Detect complex regions¶
Synopsis¶
Human chromosomes have large regions of highly identical repeats. They can be found in as clusters centromeres,
regions of segmental duplication, or in the acrocentric short arms of chromosomes.
Logsdon et al., Nature 2021 showed that chromosome 8 carries a modestly sized
centromere of approximately 1.5–2.2 Mb, in which AT-rich, 171-base-pair (bp) α-satellite
repeats are organized into a well-defined higher-order repeat (HOR) array. odgi
offers tools to detect and explore
such regions.
Steps¶
Get the Human chr8 dataset¶
Download the pangenome graph of the Human chromosome 8
in GFA
format, decompress it, and convert it to a graph in odgi
format:
wget -c https://s3-us-west-2.amazonaws.com/human-pangenomics/pangenomes/scratch/2021_05_06_pggb/gfas/chr8.pan.gfa.gz
gunzip chr8.pan.gfa.gz
odgi build -g chr8.pan.gfa -o chr8.pan.og --threads 2 -P
The last command creates a file called chr8.pan.og
, which contains the input graph in odgi
format. This graph contains
the contigs of 88 haploid, phased human genome assemblies from 44 individuals, plus the chm13 and GRCh38 reference genomes.

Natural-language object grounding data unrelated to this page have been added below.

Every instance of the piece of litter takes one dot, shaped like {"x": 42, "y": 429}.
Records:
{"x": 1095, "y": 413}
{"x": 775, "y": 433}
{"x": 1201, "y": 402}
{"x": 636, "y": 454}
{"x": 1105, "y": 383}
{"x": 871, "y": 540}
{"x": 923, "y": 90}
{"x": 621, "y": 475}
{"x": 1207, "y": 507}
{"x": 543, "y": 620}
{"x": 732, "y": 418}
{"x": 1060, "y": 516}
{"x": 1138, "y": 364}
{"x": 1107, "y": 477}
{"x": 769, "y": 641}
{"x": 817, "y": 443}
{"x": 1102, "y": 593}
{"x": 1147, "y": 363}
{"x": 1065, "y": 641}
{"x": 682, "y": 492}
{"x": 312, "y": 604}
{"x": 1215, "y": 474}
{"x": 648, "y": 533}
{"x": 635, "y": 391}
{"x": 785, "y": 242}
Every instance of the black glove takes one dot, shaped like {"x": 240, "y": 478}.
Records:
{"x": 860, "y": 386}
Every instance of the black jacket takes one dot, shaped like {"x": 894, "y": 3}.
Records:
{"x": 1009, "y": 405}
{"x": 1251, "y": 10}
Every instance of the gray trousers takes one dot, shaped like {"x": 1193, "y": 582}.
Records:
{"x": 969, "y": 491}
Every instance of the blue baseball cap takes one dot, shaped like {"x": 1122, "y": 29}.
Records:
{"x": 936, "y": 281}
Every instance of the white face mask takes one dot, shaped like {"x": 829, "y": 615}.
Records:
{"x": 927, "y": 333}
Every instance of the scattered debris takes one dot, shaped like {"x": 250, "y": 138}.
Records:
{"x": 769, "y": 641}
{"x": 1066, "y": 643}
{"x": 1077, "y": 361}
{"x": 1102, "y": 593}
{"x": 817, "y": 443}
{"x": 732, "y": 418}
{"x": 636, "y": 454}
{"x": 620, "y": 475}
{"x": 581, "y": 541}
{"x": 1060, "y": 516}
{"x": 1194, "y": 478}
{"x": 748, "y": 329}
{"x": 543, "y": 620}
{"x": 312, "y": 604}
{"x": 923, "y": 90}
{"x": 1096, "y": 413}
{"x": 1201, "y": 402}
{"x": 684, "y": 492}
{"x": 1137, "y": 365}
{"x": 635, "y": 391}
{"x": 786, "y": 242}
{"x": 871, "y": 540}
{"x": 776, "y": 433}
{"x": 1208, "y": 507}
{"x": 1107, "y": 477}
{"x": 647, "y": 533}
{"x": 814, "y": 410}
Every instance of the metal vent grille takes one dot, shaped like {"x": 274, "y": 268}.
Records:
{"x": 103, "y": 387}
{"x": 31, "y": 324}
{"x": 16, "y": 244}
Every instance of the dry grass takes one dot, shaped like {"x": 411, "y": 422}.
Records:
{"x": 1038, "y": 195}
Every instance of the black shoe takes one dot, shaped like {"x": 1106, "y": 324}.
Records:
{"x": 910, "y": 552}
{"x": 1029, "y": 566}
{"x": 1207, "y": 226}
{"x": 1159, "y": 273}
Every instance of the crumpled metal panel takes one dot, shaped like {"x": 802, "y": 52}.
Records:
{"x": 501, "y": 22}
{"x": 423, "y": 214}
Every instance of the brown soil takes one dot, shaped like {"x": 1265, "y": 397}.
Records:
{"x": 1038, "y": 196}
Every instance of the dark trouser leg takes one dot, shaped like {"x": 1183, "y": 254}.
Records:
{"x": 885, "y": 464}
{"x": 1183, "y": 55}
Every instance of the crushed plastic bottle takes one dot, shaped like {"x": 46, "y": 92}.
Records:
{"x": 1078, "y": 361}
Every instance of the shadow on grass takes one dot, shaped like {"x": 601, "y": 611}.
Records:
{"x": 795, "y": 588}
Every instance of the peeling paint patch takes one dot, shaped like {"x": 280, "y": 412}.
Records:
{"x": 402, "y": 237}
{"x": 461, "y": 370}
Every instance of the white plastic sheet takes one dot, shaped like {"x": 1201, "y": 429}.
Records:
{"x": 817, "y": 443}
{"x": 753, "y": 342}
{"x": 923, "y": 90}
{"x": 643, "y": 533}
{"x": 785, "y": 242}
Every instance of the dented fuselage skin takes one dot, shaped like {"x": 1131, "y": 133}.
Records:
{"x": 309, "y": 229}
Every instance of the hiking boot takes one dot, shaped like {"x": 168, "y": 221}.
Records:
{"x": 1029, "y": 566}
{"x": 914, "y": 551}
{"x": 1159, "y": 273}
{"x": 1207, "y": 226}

Obtain the depth over the pangenome¶
To identify the repetitive sequences, we can analyze the depth in the graph. Here we define as node depth the number of times in which the node is crossed by all the paths present in the graph.
To obtain the depth over the pangenome graph, execute:
odgi depth -i chr8.pan.og -r chm13#chr8 | \
bedtools makewindows -b /dev/stdin -w 5000 > chm13.chr8.w5kbps.bed
odgi depth -i chr8.pan.og -b chm13.chr8.w5kbps.bed --threads 2 | \
bedtools sort > chr8.pan.depth.w5kbps.bed
The chm13.chr8.w5kbps.bed
file contains 5000 bps interval windows across the chm13 reference chromosome 8. The depth
is computed for each of these windows, writing the result in the chr8.pan.depth.w5kbps.bed
file, in BED
format.
-r
specifies the path name from which to compute the depth from. -b
specifies the BED ranges of which the
depths should be calculated of.
Note
It will take a while to obtain the depth over all the windows. You can find the gzipped result in the test
folder
in the root of the odgi
project, in the chr8.pan.depth.w5kbps.bed.gz
file. Gunzip the file before using it.
Take a look at the first rows of the chr8.pan.depth.w5kbps.bed
file:
head chr8.pan.depth.w5kbps.bed -n 5 | column -t
chm13#chr8 0 5000 60.1014
chm13#chr8 5000 10000 89.5402
chm13#chr8 10000 15000 91.1302
chm13#chr8 15000 20000 90.0506
chm13#chr8 20000 25000 94.0238
The 4-th column indicates the mean depth
of each window. For each node within a window, the product between the node
depth and its length (in bp) is calculated. The overall total sum is divided by the length of the window (in bp). This
results in the mean depth
.
Plot the depth¶
Plotting the mean depth
distribution:
Mean depth
distribution of chromosome 8: Three high depth regions are present. Left: The β-defensin gene
cluster. Mid: The centromere. Right: The neo-centromere.
The centromere’s Higher-Order Repeat (HOR) organization¶
The chromosome 8 centromeric HOR array is primarily composed of four distinct HOR types represented by 4, 7, 8 or
11 α-satellite monomer cassettes. Thankfully, Logsdon et al., Nature 2021 provide HOR
annotations (you can find them in the test
folder in the root of the odgi
project, in the chr8_HORarray_organization.colors.bed
file), so we can take a closer look at the centromere:
Mean depth
of the chromosome 8 centromeric HOR array. Every letter indicates an alpha-satellite monomer in the HOR (so, A,B,C,D,E,F,G,H,I,J,K
would indicate an HOR with 11 alpha-satellite monomers). The mean depth
drop falls into the hypomethylated and CENP-A-enriched regions, that have the highest consistent
entropy in the entire array. This is in concordance with the Logsdon et al., Nature 2021
publication, see the figure below. The drop in the depth may indicate hypervariability between genomes in the transition from methylated
to unmethylated DNA, or that the region is not alignable.
Overview of the chm13 chromosome 8 D8Z2 α-satellite HOR array. a (top): Monomer arrangements of the HOR. a (bottom): The entropy plot of chromosome 8 reveals that the hypomethylated and CENP-A-enriched regions, that have the highest consistent entropy in the entire array. b: Structure of the α-satellite monomers listed by HOR. c: Frequency plot of the α-satellite monomers in the HOR. Figure taken from Logsdon et al., Nature 2021.